Go to, let us go down, and there confound their language, that they may not understand one another's speech.
So the LORD scattered them abroad from thence upon the face of all the earth: and they left off to build the city.
Therefore is the name of it called Babel; because the LORD did there confound the language of all the earth: and from thence did the LORD scatter them abroad upon the face of all the earth.
These are the generations of Shem: Shem was an hundred years old, and begat Arphaxad two years after the flood:
And Shem lived after he begat Arphaxad five hundred years, and begat sons and daughters.
And Arphaxad lived five and thirty years, and begat Salah:
And Arphaxad lived after he begat Salah four hundred and three years, and begat sons and daughters.
And Salah lived thirty years, and begat Eber:
And Salah lived after he begat Eber four hundred and three years, and begat sons and daughters.
And Eber lived four and thirty years, and begat Peleg:
And Eber lived after he begat Peleg four hundred and thirty years, and begat sons and daughters.
And Peleg lived thirty years, and begat Reu:
And Peleg lived after he begat Reu two hundred and nine years, and begat sons and daughters.
And Reu lived two and thirty years, and begat Serug:
And Reu lived after he begat Serug two hundred and seven years, and begat sons and daughters.
And Serug lived thirty years, and begat Nahor:
And Serug lived after he begat Nahor two hundred years, and begat sons and daughters.
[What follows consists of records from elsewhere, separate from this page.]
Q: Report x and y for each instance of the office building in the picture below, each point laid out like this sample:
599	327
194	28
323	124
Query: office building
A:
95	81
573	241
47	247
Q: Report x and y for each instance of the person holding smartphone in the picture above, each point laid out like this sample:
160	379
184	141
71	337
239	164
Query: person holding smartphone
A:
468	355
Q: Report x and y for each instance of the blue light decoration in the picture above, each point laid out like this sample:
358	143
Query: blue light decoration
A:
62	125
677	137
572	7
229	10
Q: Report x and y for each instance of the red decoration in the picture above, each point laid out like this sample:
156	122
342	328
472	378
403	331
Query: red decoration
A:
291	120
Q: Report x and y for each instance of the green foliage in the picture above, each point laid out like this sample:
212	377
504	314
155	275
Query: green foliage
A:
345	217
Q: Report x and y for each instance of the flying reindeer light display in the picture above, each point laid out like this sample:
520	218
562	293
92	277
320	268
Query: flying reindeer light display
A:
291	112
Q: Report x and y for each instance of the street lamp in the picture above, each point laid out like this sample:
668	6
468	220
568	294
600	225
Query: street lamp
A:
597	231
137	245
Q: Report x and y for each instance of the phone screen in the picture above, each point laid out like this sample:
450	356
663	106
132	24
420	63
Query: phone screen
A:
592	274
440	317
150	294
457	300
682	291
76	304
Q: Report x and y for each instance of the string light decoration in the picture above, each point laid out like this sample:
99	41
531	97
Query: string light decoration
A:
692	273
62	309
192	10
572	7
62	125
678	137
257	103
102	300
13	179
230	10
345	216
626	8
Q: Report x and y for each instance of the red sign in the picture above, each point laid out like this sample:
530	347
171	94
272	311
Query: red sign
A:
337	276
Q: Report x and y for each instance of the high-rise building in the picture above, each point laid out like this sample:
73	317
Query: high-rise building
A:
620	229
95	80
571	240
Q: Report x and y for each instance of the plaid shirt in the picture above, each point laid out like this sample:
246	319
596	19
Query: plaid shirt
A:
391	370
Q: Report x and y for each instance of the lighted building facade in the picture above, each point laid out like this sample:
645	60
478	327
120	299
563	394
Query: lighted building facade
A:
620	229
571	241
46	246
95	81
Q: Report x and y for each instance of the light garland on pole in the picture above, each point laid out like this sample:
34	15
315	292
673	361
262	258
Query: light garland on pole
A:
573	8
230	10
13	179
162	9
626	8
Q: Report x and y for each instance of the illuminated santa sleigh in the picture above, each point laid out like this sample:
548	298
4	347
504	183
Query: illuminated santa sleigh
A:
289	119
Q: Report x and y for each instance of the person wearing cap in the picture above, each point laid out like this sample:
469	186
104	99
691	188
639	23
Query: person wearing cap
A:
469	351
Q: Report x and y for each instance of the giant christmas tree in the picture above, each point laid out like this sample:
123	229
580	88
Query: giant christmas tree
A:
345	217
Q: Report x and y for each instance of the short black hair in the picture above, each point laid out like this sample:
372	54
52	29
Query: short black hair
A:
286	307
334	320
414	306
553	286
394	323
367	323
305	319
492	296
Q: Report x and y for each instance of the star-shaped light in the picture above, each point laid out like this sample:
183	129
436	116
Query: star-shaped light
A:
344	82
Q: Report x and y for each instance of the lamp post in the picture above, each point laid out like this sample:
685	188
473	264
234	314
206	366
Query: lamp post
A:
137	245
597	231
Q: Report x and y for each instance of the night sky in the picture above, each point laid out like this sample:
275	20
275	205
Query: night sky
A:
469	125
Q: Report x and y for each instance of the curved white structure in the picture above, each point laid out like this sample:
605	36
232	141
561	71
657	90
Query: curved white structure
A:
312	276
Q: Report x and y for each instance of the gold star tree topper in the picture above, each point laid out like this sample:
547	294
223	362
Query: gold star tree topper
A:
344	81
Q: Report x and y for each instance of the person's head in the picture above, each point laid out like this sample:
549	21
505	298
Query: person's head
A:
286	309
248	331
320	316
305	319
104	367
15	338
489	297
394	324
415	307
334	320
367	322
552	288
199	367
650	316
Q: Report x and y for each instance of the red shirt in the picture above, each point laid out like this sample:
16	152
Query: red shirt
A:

And Nahor lived nine and twenty years, and begat Terah:
And Nahor lived after he begat Terah an hundred and nineteen years, and begat sons and daughters.
And Terah lived seventy years, and begat Abram, Nahor, and Haran.
Now these are the generations of Terah: Terah begat Abram, Nahor, and Haran; and Haran begat Lot.
And Haran died before his father Terah in the land of his nativity, in Ur of the Chaldees.
And Abram and Nahor took them wives: the name of Abram's wife was Sarai; and the name of Nahor's wife, Milcah, the daughter of Haran, the father of Milcah, and the father of Iscah.
But Sarai was barren; she had no child.
And Terah took Abram his son, and Lot the son of Haran his son's son, and Sarai his daughter in law, his son Abram's wife; and they went forth with them from Ur of the Chaldees, to go into the land of Canaan; and they came unto Haran, and dwelt there.
And the days of Terah were two hundred and five years: and Terah died in Haran.